Anti-CTLA-4 mAB combination therapy in BC

Several studies have shown that targeting multiple immune inhibitory pathways through combination therapy improves anti-CTLA-4 efficacy through several mechanisms [23, 92]. First, it prevents the compensatory upregulation of other inhibitory checkpoint pathways [19]. Second, immune cells are targeted systematically rather than locally through their distinct and complementary roles (i.e., in the lymph node and tumor site) (Fig. 1) [78]. Third, various immune-infiltrating cells (Tregs and TAMS) are targeted, inducing a stronger inflammatory response, which has implications for immunotherapy resistance (Fig. 1) [92]. For instance, studies have shown that targeting both CTLA-4 and PD-1 expands cytotoxic T cells and transforms tumor-associated monocytes and macrophages to a pro-inflammatory (M1) phenotype through increased IFN-γ secretion, producing an inflammatory tumor microenvironment (TME) [5, 19, 62]. Furthermore, a preclinical study demonstrated that CTLA-4 and PD-1 ICI increased CD8 + T-cell intratumoral infiltration compared to anti-CTLA-4 monotherapy, increasing the rate of tumor-free survival in melanoma mouse models by ~ 65% [19]. Overall, the combination of CTLA-4 and PD-1 immune checkpoint inhibitors boosts antitumor efficacy by influencing intratumoral lymphocyte and myeloid cell components [35, 84, 118]. A single-arm clinical study analyzed the efficacy of tremelimumab in combination with durvalumab (a PD-1 inhibitor) in 18 metastatic breast cancer patients with MBC. The cohort had an objective response rate (ORR) of 17% and 0% in the ER + patients and 43% in the TNBC group. However, the benefits of anti-CTLA-4 and anti-PD-1 combination therapy did not outweigh the risks, and the study was terminated in the second phase (Santa-Maria et al. 2017). Another study investigated ipilimumab in combination with nivolumab in advanced chemotherapy-refractory metaplastic breast cancer. Although the study reached its primary endpoint, 65% of patients experienced significant irAEs [2]. By lowering the dosage of ipilimumab or using newer anti-CTLA-4 formulations irAE could be reduced in patients [4, 114].

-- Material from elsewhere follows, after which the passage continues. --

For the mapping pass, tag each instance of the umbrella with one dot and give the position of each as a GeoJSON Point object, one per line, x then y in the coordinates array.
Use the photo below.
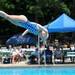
{"type": "Point", "coordinates": [19, 40]}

Although the combination of CTLA-4 and PD-1 mABs proved to be efficacious, it is inadequate for high levels of intratumoral macrophages in advanced stages of cancer [118]. Neoadjuvant anti-CTLA-4 therapy has been reported to provide a robust antitumor immune response compared to ICI alone in aggressive tumors [87]. An ongoing clinical study is investigating neoadjuvant anti-CTLA-4 therapy in TNBC patients (NCT03546686). This study investigated the safety of administering CTLA-4 and PD-1 immunotherapy in combination with cryoablation or standard care in patients with HER2-negative advanced breast cancer following neoadjuvant chemotherapy. Preclinical findings revealed that this treatment induced a robust immunological response against the tumor both locally and systemically [22, 50] (Table 1).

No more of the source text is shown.